The loud screeching may have gone

But there are still stones in my sandals.

It’s so much nicer to be in a giggles-free office this year. It can still be a bit noisy because of our North American friends, but there isn’t that underlying sense that one person has to be the centre of attention and that all business is her business as well.

That’s not to say there aren’t issues. Dmitry still isn’t show any real leadership skills. We haven’t had a departmental meeting since the first or second week of term. It’s clear that the Americans aren’t interested in co-operating beyond occasionally asking me about how something is done. It’s clear that the Lone-Star Kid is doing his own thing, which appears to mean that he’s wasting time reinventing the English B wheel.

When I told Dmitry that I was moving on, he said that he was doing presentations, although he didn’t elucidate. I get the impression that presentations are a.) a lazy way of teaching and b.) a veneer which is the vanguard to the delusion that is student-centred learning. I’ve been doing this long enough to know that pupils may occasionally instruct each other to their profit, but when it comes to EFL teaching, the ignorance of one is likely to quell the knowledge of another unless the abilities of the two self-learners is fairly equal.

Once again, the Americans seem to be pursuing their own agenda.

We’re also back to the book-is-boring school of thought. I’m well aware that the book used by the IGCSE students is inadequate and dated, but neither of the newbies knows what they’re doing, which is why they keep resorting to their own agenda.

The other day, the Lone-Star Kid said that he and Dmitry had been talking about SAT English, although I don’t know whether the intention was to do it on top of everything else or to have extra classes in it. I assume that it’d be optional.

It’s a frustrating topic because when we did something like this about five years ago, I thought that it might actually be sufficiently welcome to hold the attention of the A-level students, who had previously had an appalling record of attendance in their A2 year, and a fairly appalling attitude towards English in general. Sad to say, it didn’t work probably because it demanded a level of English that was well beyond them at the time. It was also the year that convinced me that what they really needed was a general, intermediate-level EFL course with an exam at the end.

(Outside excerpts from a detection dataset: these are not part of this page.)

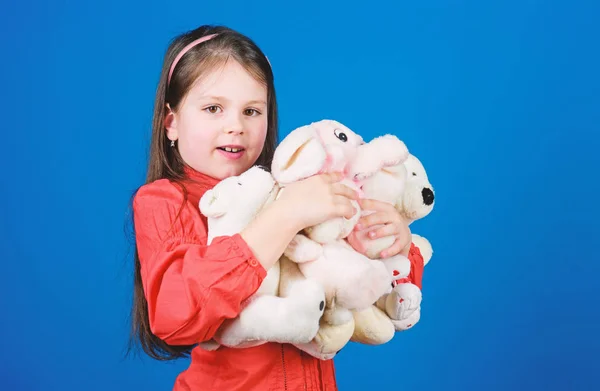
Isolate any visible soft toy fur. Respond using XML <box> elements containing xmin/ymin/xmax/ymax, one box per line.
<box><xmin>348</xmin><ymin>155</ymin><xmax>434</xmax><ymax>345</ymax></box>
<box><xmin>271</xmin><ymin>120</ymin><xmax>408</xmax><ymax>244</ymax></box>
<box><xmin>272</xmin><ymin>120</ymin><xmax>408</xmax><ymax>359</ymax></box>
<box><xmin>200</xmin><ymin>167</ymin><xmax>325</xmax><ymax>350</ymax></box>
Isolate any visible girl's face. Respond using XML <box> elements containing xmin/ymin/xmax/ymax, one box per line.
<box><xmin>165</xmin><ymin>60</ymin><xmax>268</xmax><ymax>179</ymax></box>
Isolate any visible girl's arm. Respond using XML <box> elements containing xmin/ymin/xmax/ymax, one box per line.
<box><xmin>134</xmin><ymin>174</ymin><xmax>358</xmax><ymax>345</ymax></box>
<box><xmin>134</xmin><ymin>180</ymin><xmax>266</xmax><ymax>345</ymax></box>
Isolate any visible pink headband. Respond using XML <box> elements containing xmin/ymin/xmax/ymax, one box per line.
<box><xmin>167</xmin><ymin>34</ymin><xmax>271</xmax><ymax>86</ymax></box>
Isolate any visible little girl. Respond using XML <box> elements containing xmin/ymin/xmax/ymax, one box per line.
<box><xmin>132</xmin><ymin>26</ymin><xmax>422</xmax><ymax>391</ymax></box>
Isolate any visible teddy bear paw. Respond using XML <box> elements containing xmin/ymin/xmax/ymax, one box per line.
<box><xmin>284</xmin><ymin>235</ymin><xmax>323</xmax><ymax>263</ymax></box>
<box><xmin>286</xmin><ymin>279</ymin><xmax>325</xmax><ymax>343</ymax></box>
<box><xmin>392</xmin><ymin>307</ymin><xmax>421</xmax><ymax>331</ymax></box>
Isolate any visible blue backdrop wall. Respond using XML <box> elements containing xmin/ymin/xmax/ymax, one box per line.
<box><xmin>0</xmin><ymin>0</ymin><xmax>600</xmax><ymax>390</ymax></box>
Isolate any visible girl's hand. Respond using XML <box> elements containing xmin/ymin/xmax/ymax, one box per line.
<box><xmin>276</xmin><ymin>173</ymin><xmax>359</xmax><ymax>231</ymax></box>
<box><xmin>355</xmin><ymin>199</ymin><xmax>412</xmax><ymax>258</ymax></box>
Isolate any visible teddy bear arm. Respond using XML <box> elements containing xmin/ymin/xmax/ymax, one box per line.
<box><xmin>284</xmin><ymin>234</ymin><xmax>323</xmax><ymax>263</ymax></box>
<box><xmin>351</xmin><ymin>306</ymin><xmax>396</xmax><ymax>345</ymax></box>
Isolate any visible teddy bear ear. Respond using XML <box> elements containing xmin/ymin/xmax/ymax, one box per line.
<box><xmin>200</xmin><ymin>189</ymin><xmax>227</xmax><ymax>218</ymax></box>
<box><xmin>404</xmin><ymin>154</ymin><xmax>428</xmax><ymax>181</ymax></box>
<box><xmin>271</xmin><ymin>125</ymin><xmax>327</xmax><ymax>184</ymax></box>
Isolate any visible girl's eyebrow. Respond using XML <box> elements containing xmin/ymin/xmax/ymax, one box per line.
<box><xmin>198</xmin><ymin>95</ymin><xmax>267</xmax><ymax>106</ymax></box>
<box><xmin>247</xmin><ymin>99</ymin><xmax>267</xmax><ymax>106</ymax></box>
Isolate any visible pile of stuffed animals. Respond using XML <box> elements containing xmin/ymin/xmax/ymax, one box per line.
<box><xmin>200</xmin><ymin>120</ymin><xmax>434</xmax><ymax>360</ymax></box>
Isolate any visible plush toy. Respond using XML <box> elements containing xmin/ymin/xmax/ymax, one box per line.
<box><xmin>271</xmin><ymin>120</ymin><xmax>408</xmax><ymax>358</ymax></box>
<box><xmin>271</xmin><ymin>120</ymin><xmax>408</xmax><ymax>244</ymax></box>
<box><xmin>348</xmin><ymin>155</ymin><xmax>434</xmax><ymax>345</ymax></box>
<box><xmin>200</xmin><ymin>167</ymin><xmax>325</xmax><ymax>350</ymax></box>
<box><xmin>347</xmin><ymin>162</ymin><xmax>410</xmax><ymax>345</ymax></box>
<box><xmin>378</xmin><ymin>155</ymin><xmax>435</xmax><ymax>331</ymax></box>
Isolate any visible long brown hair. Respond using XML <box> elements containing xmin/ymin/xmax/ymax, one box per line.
<box><xmin>129</xmin><ymin>26</ymin><xmax>278</xmax><ymax>360</ymax></box>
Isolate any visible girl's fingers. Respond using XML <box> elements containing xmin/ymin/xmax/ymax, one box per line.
<box><xmin>381</xmin><ymin>238</ymin><xmax>404</xmax><ymax>258</ymax></box>
<box><xmin>332</xmin><ymin>183</ymin><xmax>358</xmax><ymax>201</ymax></box>
<box><xmin>356</xmin><ymin>212</ymin><xmax>391</xmax><ymax>231</ymax></box>
<box><xmin>360</xmin><ymin>198</ymin><xmax>398</xmax><ymax>214</ymax></box>
<box><xmin>334</xmin><ymin>195</ymin><xmax>357</xmax><ymax>219</ymax></box>
<box><xmin>369</xmin><ymin>224</ymin><xmax>400</xmax><ymax>239</ymax></box>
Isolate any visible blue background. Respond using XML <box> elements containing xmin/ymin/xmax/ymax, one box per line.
<box><xmin>0</xmin><ymin>0</ymin><xmax>600</xmax><ymax>390</ymax></box>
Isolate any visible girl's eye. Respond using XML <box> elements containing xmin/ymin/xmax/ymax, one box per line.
<box><xmin>244</xmin><ymin>109</ymin><xmax>260</xmax><ymax>117</ymax></box>
<box><xmin>204</xmin><ymin>106</ymin><xmax>221</xmax><ymax>114</ymax></box>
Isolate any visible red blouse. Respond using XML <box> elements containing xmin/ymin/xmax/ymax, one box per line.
<box><xmin>133</xmin><ymin>169</ymin><xmax>422</xmax><ymax>391</ymax></box>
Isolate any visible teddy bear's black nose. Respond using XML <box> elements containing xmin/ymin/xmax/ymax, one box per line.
<box><xmin>421</xmin><ymin>187</ymin><xmax>435</xmax><ymax>206</ymax></box>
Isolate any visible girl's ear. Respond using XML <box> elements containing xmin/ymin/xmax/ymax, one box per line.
<box><xmin>163</xmin><ymin>103</ymin><xmax>179</xmax><ymax>141</ymax></box>
<box><xmin>271</xmin><ymin>125</ymin><xmax>327</xmax><ymax>184</ymax></box>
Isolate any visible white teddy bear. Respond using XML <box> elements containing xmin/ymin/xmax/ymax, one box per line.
<box><xmin>200</xmin><ymin>166</ymin><xmax>325</xmax><ymax>350</ymax></box>
<box><xmin>272</xmin><ymin>120</ymin><xmax>408</xmax><ymax>359</ymax></box>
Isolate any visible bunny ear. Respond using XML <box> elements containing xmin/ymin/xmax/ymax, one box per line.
<box><xmin>271</xmin><ymin>125</ymin><xmax>327</xmax><ymax>184</ymax></box>
<box><xmin>200</xmin><ymin>189</ymin><xmax>227</xmax><ymax>218</ymax></box>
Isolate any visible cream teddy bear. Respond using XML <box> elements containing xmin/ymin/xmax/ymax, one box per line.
<box><xmin>200</xmin><ymin>166</ymin><xmax>325</xmax><ymax>350</ymax></box>
<box><xmin>348</xmin><ymin>155</ymin><xmax>434</xmax><ymax>345</ymax></box>
<box><xmin>271</xmin><ymin>120</ymin><xmax>408</xmax><ymax>359</ymax></box>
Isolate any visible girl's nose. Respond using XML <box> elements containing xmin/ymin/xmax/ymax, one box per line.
<box><xmin>223</xmin><ymin>116</ymin><xmax>244</xmax><ymax>134</ymax></box>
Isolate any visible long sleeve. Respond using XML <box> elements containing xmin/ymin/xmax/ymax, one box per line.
<box><xmin>133</xmin><ymin>180</ymin><xmax>266</xmax><ymax>345</ymax></box>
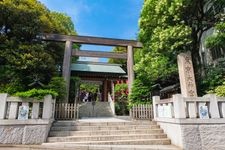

The Lone-Star Kid is the anti-Giggles in that where she complained about being cold, he keeps turning all the fans on in the office, and the air con, which he sets to about 17° or so even though it’s now reached that time of year when it’s not warm enough to need either the former or the latter. Even Dmitry isn’t too chuffed about it.

What can I see in the future? Problems because the boys think they know best. If her Ladyship was here, she’d be making sure that we were all singing from the same hymn sheet, but I’m already ahead of the others simply by being where I’m meant to be. Like Ms. Giggles last year, they’re too busy wasting time that isn’t there to waste.